As he does so, he notices neat writing on the inside of the crimson paper.

Aster's handwriting.

Zak,

If you're reading this, then it means I've given you the phoenix. It also means I probably won't get to be with you for much longer.

You see, ever since I was born, I've had a sickness that causes terminal arrhythmia. Basically, without going into a lot of medical terminology, my heart will always beat either too fast or too slow. I couldn't go out and get a job or even socialize with others because I'd frequently pass out and have seizures every so often. It also meant I wouldn't be able to live past my late teens.

When I first came to school, I was so nervous, and I didn't want to say anything because I didn't want you to treat me for better or for worse because of this. I wanted you to see me as the person I could never actually become.

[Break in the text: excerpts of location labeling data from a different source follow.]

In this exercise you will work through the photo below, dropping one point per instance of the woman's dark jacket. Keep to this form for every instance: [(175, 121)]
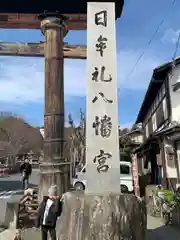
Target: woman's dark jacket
[(26, 168), (54, 212)]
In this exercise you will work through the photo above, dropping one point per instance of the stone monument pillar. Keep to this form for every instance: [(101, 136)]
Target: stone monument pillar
[(102, 213), (53, 168)]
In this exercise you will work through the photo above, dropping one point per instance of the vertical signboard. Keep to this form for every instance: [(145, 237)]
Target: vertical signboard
[(102, 141)]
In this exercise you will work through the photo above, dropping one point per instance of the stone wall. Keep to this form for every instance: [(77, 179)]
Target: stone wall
[(110, 217)]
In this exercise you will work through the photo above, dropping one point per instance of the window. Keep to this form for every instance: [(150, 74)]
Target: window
[(147, 130), (163, 89), (124, 169), (154, 123), (165, 109)]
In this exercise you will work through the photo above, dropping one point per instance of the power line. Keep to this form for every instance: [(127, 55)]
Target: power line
[(150, 41)]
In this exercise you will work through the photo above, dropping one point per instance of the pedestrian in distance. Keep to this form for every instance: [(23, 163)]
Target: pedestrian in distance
[(25, 170), (48, 212)]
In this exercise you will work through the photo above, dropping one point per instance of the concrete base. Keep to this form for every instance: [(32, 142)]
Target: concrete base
[(110, 217)]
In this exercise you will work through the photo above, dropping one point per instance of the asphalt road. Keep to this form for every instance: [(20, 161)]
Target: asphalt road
[(10, 189)]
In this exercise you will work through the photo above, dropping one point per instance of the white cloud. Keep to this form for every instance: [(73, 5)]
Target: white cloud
[(170, 36), (22, 79)]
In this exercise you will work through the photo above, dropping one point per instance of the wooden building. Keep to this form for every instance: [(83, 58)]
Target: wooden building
[(159, 154)]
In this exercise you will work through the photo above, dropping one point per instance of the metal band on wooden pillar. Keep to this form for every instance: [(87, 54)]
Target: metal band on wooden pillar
[(52, 169)]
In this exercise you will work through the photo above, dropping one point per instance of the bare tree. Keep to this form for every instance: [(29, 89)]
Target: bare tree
[(18, 137)]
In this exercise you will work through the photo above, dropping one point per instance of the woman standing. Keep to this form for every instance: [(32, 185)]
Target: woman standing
[(49, 210)]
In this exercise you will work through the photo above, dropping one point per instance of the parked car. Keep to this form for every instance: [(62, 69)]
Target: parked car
[(126, 181)]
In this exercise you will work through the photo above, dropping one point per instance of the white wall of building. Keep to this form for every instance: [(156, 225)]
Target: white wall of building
[(175, 96)]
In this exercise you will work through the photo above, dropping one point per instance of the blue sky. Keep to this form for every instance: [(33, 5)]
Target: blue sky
[(22, 79)]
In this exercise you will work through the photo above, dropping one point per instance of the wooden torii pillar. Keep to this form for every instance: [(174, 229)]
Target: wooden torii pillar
[(54, 168)]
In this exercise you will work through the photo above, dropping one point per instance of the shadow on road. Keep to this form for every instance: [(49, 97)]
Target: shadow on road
[(163, 232), (8, 185)]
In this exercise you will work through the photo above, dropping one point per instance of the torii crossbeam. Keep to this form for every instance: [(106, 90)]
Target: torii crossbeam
[(37, 50)]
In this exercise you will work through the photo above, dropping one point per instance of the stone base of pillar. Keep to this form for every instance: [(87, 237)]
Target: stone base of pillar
[(54, 174), (100, 217)]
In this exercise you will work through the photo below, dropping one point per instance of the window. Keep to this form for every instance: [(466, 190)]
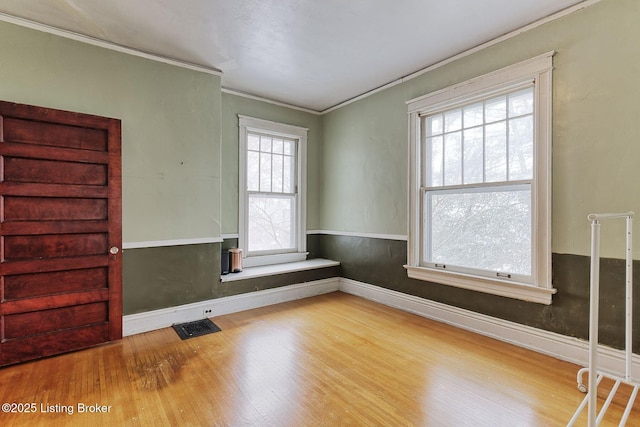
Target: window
[(480, 211), (272, 207)]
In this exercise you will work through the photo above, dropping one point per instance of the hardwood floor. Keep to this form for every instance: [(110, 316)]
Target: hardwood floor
[(334, 359)]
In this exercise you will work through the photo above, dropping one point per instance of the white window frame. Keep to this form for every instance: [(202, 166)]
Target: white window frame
[(251, 124), (539, 71)]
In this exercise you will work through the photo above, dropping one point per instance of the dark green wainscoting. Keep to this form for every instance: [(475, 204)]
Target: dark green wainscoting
[(156, 278), (380, 262)]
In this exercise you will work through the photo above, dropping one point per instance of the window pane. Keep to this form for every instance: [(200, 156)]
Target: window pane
[(253, 142), (434, 125), (265, 144), (288, 170), (276, 173), (453, 120), (435, 149), (271, 223), (289, 148), (489, 230), (253, 170), (521, 148), (496, 152), (453, 158), (495, 109), (473, 115), (277, 146), (473, 158), (265, 171), (521, 102)]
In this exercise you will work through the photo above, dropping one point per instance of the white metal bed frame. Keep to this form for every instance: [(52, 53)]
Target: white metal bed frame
[(595, 377)]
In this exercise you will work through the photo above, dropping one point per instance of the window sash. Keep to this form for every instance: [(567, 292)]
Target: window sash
[(291, 186), (474, 243), (536, 71), (275, 231)]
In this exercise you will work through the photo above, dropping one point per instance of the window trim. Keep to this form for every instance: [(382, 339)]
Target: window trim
[(538, 70), (251, 124)]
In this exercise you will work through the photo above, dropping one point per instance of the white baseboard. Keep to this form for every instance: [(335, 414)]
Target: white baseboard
[(562, 347), (151, 320), (550, 343)]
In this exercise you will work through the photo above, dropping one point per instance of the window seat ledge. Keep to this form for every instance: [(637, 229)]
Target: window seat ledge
[(272, 270)]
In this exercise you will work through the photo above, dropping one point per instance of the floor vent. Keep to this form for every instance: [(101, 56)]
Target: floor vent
[(195, 329)]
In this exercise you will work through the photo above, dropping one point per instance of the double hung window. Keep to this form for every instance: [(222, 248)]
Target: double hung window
[(480, 174), (272, 211)]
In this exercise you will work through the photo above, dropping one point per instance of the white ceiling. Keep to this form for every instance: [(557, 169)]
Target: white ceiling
[(313, 54)]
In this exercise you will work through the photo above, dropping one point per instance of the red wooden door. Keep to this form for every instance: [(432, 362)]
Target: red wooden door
[(60, 232)]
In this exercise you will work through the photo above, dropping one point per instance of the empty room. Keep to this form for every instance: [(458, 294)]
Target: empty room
[(319, 213)]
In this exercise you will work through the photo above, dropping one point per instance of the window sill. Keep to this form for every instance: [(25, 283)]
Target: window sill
[(272, 270), (520, 291)]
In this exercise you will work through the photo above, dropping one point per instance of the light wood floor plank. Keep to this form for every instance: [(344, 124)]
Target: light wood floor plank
[(330, 360)]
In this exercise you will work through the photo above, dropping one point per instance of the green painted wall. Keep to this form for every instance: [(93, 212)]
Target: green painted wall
[(170, 125), (170, 152), (595, 149), (232, 106)]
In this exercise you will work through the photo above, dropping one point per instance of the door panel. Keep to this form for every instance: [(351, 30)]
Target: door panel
[(60, 205)]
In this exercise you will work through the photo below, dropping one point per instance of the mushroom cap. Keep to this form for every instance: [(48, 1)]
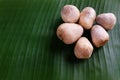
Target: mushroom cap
[(99, 35), (69, 32), (70, 14), (107, 20), (83, 48)]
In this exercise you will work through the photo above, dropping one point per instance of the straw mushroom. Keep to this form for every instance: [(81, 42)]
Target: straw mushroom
[(83, 48), (99, 36)]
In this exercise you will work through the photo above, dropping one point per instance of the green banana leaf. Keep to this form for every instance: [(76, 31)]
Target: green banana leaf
[(30, 50)]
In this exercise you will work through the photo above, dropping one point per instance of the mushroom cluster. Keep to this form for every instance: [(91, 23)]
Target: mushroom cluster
[(75, 22)]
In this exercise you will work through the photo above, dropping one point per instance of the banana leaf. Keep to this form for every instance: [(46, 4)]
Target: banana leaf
[(30, 49)]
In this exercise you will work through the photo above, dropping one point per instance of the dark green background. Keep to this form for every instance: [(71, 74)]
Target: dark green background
[(30, 50)]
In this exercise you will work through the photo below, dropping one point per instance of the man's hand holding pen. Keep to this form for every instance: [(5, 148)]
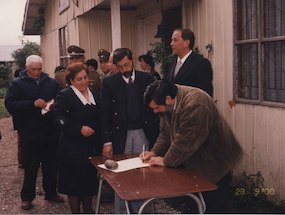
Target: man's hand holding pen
[(151, 158)]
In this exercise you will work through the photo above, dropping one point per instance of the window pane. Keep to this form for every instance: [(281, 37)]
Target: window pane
[(247, 66), (247, 19), (62, 47), (274, 18), (274, 71)]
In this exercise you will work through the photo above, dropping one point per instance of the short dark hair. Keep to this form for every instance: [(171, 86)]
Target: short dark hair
[(120, 53), (148, 59), (92, 62), (59, 69), (17, 72), (158, 90), (187, 34), (73, 69)]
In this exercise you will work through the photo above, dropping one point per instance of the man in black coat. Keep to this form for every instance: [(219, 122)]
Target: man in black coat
[(128, 125), (29, 100), (189, 68)]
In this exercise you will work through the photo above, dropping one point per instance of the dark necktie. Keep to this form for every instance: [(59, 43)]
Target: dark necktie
[(178, 66)]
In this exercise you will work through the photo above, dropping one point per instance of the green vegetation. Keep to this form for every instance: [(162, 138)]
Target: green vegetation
[(3, 111)]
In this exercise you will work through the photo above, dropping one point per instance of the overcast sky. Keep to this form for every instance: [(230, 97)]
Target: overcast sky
[(11, 19)]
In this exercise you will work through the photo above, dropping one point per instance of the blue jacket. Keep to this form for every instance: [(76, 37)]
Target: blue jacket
[(19, 101)]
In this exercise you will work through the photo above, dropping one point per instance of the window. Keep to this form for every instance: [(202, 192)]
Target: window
[(63, 47), (260, 51)]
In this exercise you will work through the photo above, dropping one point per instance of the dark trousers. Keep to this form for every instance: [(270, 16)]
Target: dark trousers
[(20, 153), (38, 150)]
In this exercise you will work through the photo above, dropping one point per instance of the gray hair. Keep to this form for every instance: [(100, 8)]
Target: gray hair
[(33, 59)]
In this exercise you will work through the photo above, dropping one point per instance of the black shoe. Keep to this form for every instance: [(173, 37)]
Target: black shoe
[(26, 205), (55, 199)]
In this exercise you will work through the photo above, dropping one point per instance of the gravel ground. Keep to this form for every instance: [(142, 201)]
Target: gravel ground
[(11, 182)]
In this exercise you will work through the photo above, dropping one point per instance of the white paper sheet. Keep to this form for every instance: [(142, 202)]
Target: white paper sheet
[(47, 108), (127, 164)]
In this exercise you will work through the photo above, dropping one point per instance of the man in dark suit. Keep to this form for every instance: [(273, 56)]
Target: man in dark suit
[(128, 125), (189, 68)]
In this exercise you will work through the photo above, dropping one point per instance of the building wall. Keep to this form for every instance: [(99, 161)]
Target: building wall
[(54, 21), (258, 128)]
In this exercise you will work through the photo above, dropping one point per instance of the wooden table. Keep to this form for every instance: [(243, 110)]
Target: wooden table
[(150, 183)]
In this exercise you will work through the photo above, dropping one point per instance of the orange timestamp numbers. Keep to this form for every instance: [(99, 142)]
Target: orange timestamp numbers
[(240, 191)]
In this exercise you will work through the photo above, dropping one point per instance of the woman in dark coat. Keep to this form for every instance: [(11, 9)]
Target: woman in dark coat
[(77, 115)]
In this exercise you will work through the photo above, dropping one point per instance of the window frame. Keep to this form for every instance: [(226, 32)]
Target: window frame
[(260, 41), (63, 44)]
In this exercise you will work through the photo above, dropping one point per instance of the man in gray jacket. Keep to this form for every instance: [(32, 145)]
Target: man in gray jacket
[(194, 135)]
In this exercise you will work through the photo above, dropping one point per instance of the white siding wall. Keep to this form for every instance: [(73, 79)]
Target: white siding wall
[(258, 128)]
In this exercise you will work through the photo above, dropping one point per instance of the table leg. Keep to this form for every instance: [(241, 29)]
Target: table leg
[(99, 195), (198, 201), (203, 202), (127, 207), (145, 204)]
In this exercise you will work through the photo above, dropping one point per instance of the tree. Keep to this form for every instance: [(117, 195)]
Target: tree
[(20, 55)]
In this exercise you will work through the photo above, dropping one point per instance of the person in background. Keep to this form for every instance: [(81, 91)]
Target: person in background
[(59, 76), (147, 65), (20, 155), (189, 68), (29, 99), (94, 77), (77, 113), (75, 54), (112, 66), (127, 123), (103, 56), (193, 135)]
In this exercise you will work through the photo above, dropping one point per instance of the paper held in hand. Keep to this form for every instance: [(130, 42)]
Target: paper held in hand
[(47, 108), (127, 164)]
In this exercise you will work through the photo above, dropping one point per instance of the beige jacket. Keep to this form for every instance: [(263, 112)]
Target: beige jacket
[(196, 136)]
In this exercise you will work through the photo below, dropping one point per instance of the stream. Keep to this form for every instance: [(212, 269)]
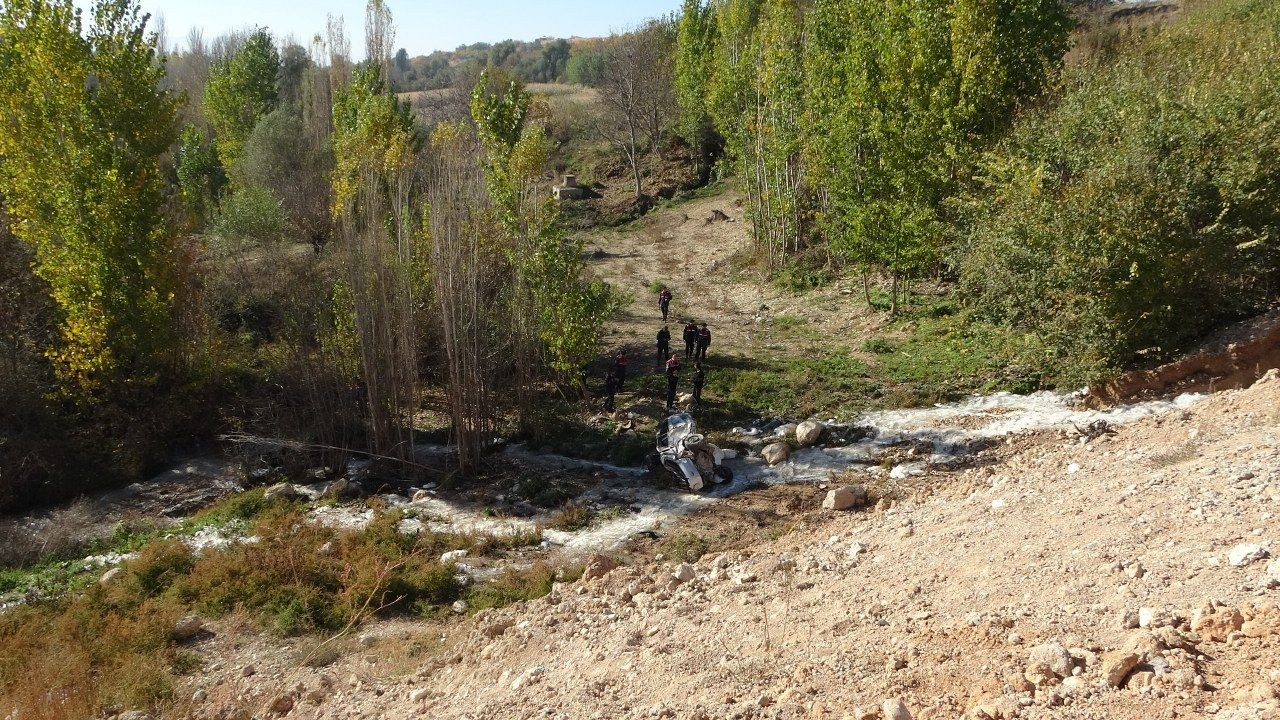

I want to thank you, Zak, for everything. For being my first friend and for showing me how to use a bow. And even if I can't be with you when you read this, it doesn't matter, because we'll still be able to meet someday, won't we?

Zak finishes reading the note and turns it over- and something falls out of the folded paper and flutters towards the ground. He catches it in midair.

A single feather, its color a brilliant shade of flame.

Even the most practical of scientists can still believe.

Before he lets go for the last time, Zak brings the feather to his lips, and thinks he can faintly smell her ashes there.

--

Dedicated to Starlight, who still manages to make me laugh.